Parte tres: El adiós.


Cuantas veces habían conseguido sus padres contactar con él sin conocimiento no lo sabe ni el hijo. ¿Cuántas cartas había quemado ya? ¿Cuántas veces había cambiado ya el número de teléfono? Incontables. En cualquier caso, ahora no podía faltar, no; a esta carta hubo de responder, hubo de contestarla; ahora debía ir, si no, nunca se lo perdonaría a sí mismo. No. Esto no era justo.
Se sentía tan culpable... tan vacío... no se sentía así desde que perdió el ojo y a su familia; su sufrimiento era, como lo fue un día el de su padre, indecible. El curso de la vida había vuelto a hundirlo en las más negras aguas para hacerlo salir más roto, menos él.
El camino hasta la iglesia fue insoportable, no ya por el calor sofocante o la falta de alimentación en días, sino por las torturas internas que sufría el hijo por cada paso que daba hacía su antigua familia.
Llegó tarde; ni siquiera él se esperaba llegar tarde hasta que no entró en la iglesia y vio que todo estaba ya en marcha; el ataúd reposaba a la izquierda del sacerdote, quien se dio cuenta de la aparición del hijo pero hizo como si nada. Tras unos segundos paralizado mirando el ataúd, el ya hombre se sentó sin llamar la atención en los bancos más alejados del altar.
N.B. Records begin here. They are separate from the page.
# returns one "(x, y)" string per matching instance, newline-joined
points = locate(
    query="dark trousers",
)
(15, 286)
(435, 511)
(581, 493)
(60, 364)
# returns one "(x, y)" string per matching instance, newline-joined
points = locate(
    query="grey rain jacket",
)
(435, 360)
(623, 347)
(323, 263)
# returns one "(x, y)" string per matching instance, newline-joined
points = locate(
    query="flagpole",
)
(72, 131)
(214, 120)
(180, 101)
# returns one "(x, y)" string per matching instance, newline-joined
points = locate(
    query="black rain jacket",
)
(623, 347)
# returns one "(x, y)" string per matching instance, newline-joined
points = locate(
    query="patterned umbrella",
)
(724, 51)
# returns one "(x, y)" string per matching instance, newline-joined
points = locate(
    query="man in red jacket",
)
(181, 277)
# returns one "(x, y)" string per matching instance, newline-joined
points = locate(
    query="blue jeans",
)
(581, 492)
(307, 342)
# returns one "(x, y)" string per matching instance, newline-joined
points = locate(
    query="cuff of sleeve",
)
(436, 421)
Desde allí, vio el precioso funeral que habían dispuesto para su padre.
Estuvo con su madre, con quien se reconcilió y a quien volvió a querer como antes; ella intentó que su hijo se mantuviera cuerdo y que quisiera vivir, porque él no quería; ¿Cómo iba a alguien querer vivir sabiendo ser el motivo del suicidio de su padre?